In contrast to languages such as Java, the Ruby on Rails ecosystem has little tradition of keeping APIs backward compatible. Hence, new versions of Rails and Ruby gems often break existing code, making an upgrade very time intensive.
Not upgrading is not an option either. Once you get too far behind the latest version of Rails you will not receive any further security updates. Given the severity of some of the vulnerabilities that have been disclosed in the past, you probably do not want to expose an unpatched Rails application to the open Internet.
There are products like our own Rails LTS that offer security patches for old versions of Rails. However, if you want to take advantage of the latest features, you will find yourself locked in an eternal rat race of upgrading your application dependencies every few months.
This chapter wants to give some advice for dealing with this sitation.
Gems increase the cost of upgrades
When adding a new gem dependency, consider the cost of upgrading that gem through the lifespan of your application.

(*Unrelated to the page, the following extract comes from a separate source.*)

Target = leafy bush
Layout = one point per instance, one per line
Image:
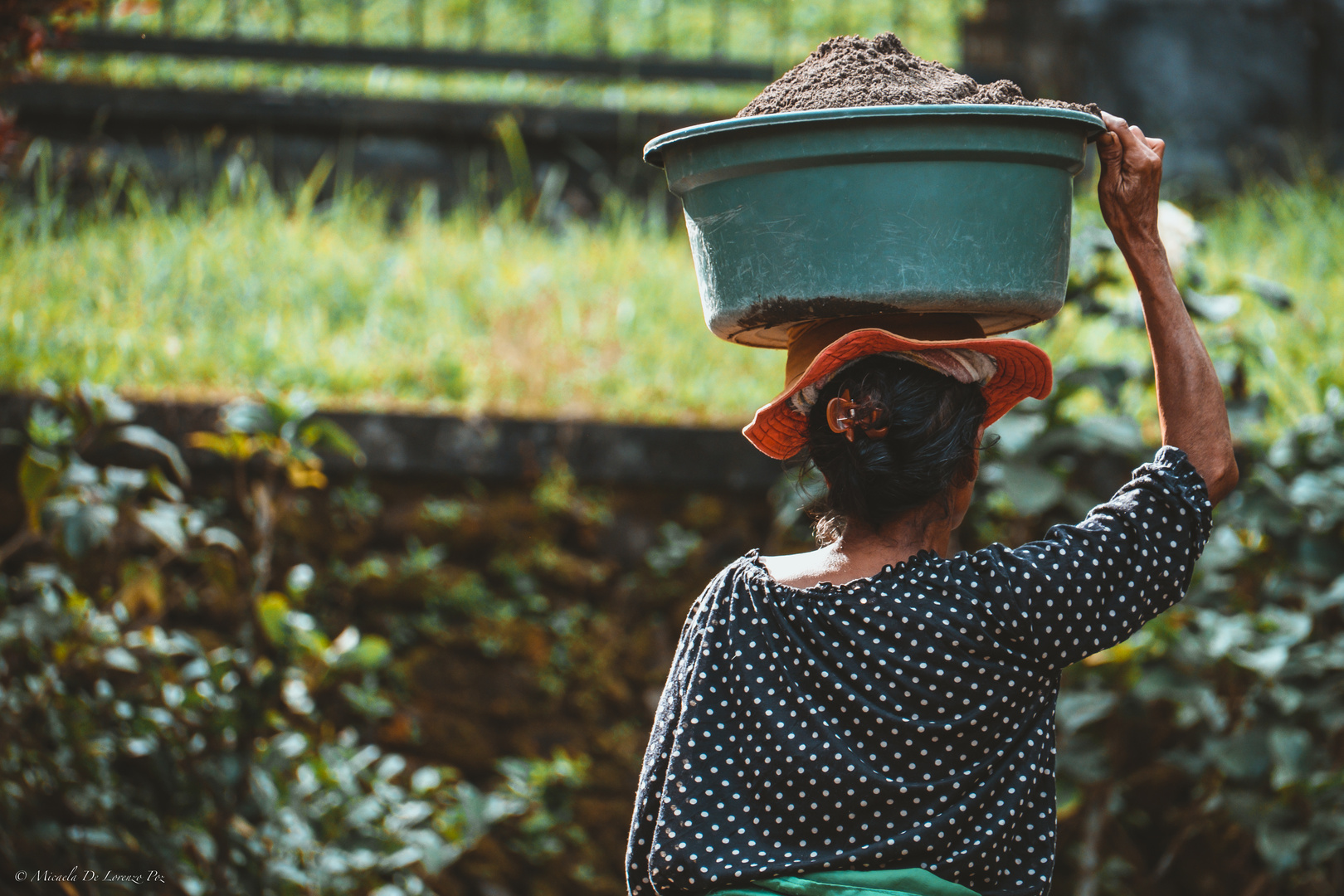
(203, 750)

Will the gem's author still be interested in maintaining the library two years down the road? When push comes to shove, would you be willing to replace that gem or take over maintenance if there is no version compatible with a new version of Rails?
Be aware of different upgrade costs between libraries that provide low-level abstractions and those that offer highly coupled mini frameworks. For instance a library that supplies geographical calculations might not even have a dependency on Rails and is unlikely to ever break during an upgrade. Whereas a gem that dynamically generates an admin backend for your application will almost certainly break after a new Rails release due to its many hooks into the internals of Rails.
Upgrades are when you pay for monkey patches
Monkey patches (or "freedom patches") describe the practice of opening up an existing class from a gem dependency and overriding some method with custom behavior. While this can be a way to quickly move on when encountering a fatal library bug, monkey patches are usually the first thing that break when upgrading Rails.
Be careful when monkey patching the internals of a class that does not belong to you. You will pay for it later.
If you find a bug in a gem that you like, consider forking the gem, committing your fix with a test and creating a pull request to the original author. This way your monkey patch can soon be replaced with the next official version of the gem. It also makes for good karma.
Don't live on the bleeding edge
There is no need to upgrade to a new version of Rails on the day it becomes available. Wait until a major Rails release has matured into a couple of patch levels before upgrading, i.e. don't upgrade to Rails 6.0.0 right away, but wait until Rails 6.0.3 is published.
This also gives authors of your other gem dependencies a chance to update their library to integrate with the new version of Rails.